(August 24, 2018 at 6:33 pm)Anomalocaris Wrote:(August 24, 2018 at 11:14 am)Jörmungandr Wrote: That God is omniscient only makes intelligence unnecessary. The problem comes in that reasoning to a conclusion is always less efficient than appealing to something already known. Because God is perfect, he would never appeal to his ability to reason rather than his omniscience. So his ability to reason is rendered unnecessary by his perfection, but that doesn't rule it out, either. All we can say is that God doesn't employ his intelligence and is thus indistinguishable from an automaton which simply chooses the best available option based on his knowing what that option is at every moment.
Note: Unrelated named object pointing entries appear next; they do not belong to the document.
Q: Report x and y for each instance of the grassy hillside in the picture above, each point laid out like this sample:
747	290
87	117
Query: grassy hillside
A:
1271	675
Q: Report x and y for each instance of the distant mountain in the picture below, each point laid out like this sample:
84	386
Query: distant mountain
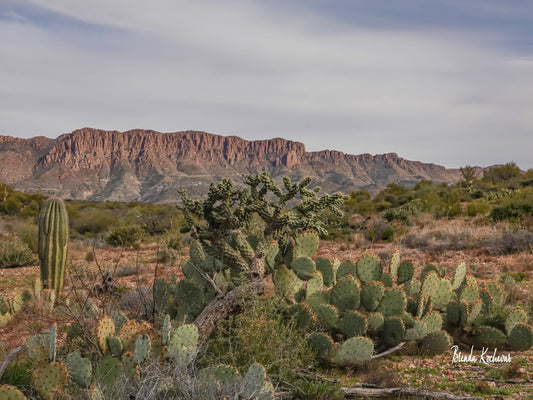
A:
144	165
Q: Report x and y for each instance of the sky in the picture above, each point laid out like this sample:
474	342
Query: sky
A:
442	81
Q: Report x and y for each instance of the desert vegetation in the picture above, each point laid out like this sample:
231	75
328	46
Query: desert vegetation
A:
260	291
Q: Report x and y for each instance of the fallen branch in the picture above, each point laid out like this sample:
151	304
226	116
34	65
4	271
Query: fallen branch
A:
9	359
388	351
354	393
222	307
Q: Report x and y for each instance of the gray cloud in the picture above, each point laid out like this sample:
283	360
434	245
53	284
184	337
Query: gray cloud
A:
244	68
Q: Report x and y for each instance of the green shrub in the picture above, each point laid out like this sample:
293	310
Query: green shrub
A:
124	235
261	333
15	253
318	391
512	210
91	220
478	207
379	229
454	210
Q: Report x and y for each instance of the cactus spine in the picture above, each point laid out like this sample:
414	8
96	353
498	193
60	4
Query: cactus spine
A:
53	243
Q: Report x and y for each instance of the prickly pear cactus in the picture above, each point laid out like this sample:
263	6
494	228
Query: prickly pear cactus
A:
353	351
47	377
11	393
79	368
104	329
182	345
142	349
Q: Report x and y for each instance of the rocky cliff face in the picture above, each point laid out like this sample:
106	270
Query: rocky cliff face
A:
145	165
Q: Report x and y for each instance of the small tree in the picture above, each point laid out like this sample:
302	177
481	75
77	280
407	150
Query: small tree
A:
234	229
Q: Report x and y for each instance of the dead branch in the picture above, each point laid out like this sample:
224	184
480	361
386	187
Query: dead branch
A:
9	358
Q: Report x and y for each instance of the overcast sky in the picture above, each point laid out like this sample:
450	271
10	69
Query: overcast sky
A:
443	81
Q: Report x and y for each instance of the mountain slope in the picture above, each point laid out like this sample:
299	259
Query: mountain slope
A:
145	165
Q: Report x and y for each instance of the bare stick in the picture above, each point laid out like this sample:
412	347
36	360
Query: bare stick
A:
9	358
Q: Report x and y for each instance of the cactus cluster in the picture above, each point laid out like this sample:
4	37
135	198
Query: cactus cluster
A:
364	305
123	352
254	385
53	243
9	306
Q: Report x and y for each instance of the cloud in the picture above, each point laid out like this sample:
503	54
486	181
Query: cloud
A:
265	69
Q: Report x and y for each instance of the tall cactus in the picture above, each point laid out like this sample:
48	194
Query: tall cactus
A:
53	243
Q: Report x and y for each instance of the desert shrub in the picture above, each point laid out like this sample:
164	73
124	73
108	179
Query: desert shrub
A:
399	214
168	255
502	173
311	390
261	333
395	195
10	206
92	220
15	253
359	202
512	210
89	256
124	235
379	229
510	242
454	210
478	207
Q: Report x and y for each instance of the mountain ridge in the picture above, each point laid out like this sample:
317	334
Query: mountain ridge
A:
146	165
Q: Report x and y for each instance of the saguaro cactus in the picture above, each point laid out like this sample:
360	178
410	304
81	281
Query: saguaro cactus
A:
53	243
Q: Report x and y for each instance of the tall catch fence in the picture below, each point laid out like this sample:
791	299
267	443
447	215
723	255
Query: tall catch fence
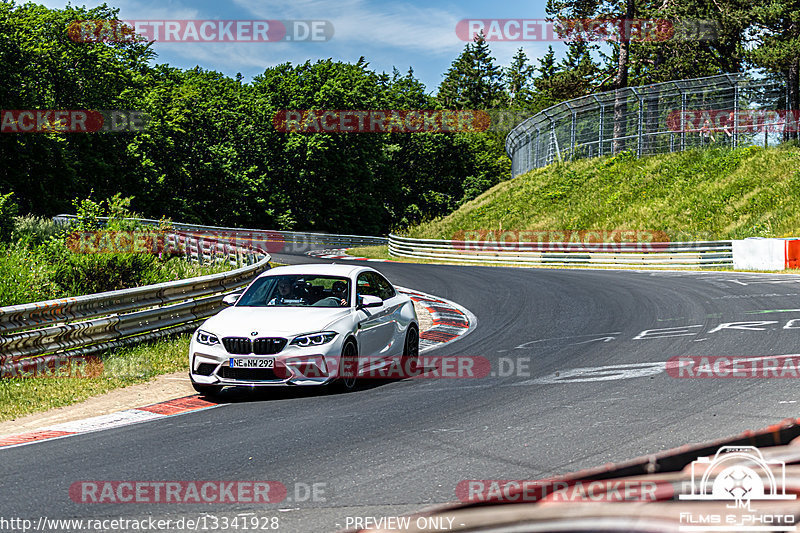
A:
728	109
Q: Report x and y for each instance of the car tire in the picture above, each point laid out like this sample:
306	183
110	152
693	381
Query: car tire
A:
207	390
349	354
411	349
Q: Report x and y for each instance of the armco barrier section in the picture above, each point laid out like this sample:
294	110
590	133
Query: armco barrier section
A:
711	254
33	334
766	254
271	241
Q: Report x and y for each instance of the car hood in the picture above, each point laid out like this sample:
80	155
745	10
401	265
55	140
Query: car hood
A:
268	321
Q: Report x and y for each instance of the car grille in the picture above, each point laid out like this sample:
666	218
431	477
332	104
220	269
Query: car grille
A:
205	369
247	374
260	346
268	345
237	345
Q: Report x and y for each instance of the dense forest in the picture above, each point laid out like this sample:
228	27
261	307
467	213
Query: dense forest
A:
211	154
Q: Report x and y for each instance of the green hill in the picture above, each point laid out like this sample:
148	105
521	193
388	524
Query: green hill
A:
718	193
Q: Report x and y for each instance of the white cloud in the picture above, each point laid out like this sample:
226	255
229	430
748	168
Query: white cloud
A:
357	23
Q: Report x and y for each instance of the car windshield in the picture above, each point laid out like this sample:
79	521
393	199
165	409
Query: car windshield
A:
297	291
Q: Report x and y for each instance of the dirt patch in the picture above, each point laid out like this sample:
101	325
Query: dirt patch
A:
160	389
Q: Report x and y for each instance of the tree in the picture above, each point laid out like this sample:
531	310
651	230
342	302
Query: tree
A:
777	31
518	77
473	81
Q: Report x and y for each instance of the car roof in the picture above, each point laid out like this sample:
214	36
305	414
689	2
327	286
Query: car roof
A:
320	269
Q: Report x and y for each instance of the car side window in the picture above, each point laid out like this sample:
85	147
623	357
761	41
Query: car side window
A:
366	285
386	290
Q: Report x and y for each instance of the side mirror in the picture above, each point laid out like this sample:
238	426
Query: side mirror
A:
230	299
369	300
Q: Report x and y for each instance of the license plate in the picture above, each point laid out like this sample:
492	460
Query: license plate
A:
252	362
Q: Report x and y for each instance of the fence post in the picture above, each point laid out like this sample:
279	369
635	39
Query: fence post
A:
600	130
683	119
571	132
736	114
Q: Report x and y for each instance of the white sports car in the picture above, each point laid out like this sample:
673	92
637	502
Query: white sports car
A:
304	325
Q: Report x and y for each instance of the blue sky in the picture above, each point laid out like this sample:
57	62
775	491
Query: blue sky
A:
404	33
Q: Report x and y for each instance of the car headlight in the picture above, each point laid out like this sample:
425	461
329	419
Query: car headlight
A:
314	339
209	339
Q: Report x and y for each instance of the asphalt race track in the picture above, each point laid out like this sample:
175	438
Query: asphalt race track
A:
401	446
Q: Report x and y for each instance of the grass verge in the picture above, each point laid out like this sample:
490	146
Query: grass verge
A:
121	367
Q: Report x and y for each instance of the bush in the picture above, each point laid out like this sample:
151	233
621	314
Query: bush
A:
34	231
91	273
8	210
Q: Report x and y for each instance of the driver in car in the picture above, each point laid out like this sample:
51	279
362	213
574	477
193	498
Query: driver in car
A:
339	290
284	293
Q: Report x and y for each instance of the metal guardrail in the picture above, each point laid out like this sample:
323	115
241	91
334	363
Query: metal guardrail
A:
76	326
650	119
272	241
712	254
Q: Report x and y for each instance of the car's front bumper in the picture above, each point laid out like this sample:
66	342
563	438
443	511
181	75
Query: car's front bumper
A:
294	365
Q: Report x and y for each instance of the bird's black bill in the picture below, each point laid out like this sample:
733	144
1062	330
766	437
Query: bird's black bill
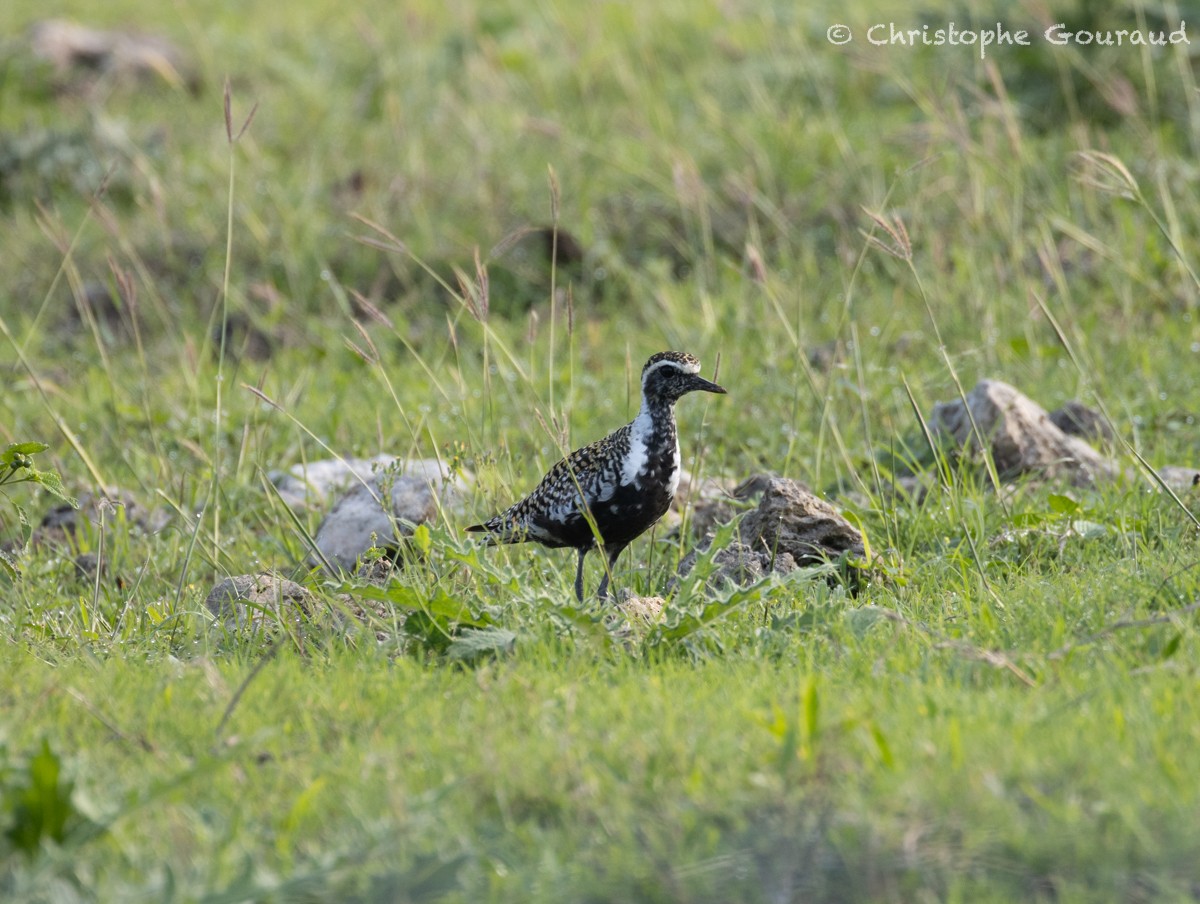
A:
705	385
This doesn't rule out an intelligent God, but it does mean that no natural theological argument can prove the Judeo-Christian God because intelligence is a requirement of that God, and no fact can demonstrate that any effect of God required intelligence (as I pointed out to Steve in The Absurdity Of God thread). So it takes a whole lot of theist arguments off the board, including the Kalam cosmological argument, as well as Aquinas' five ways.
However, if a god was omniscient but unintelligent, how would you be able to tell he was unintelligent?
Well, that was my point. You wouldn't be able to do so. Thus the consequences for natural theological arguments.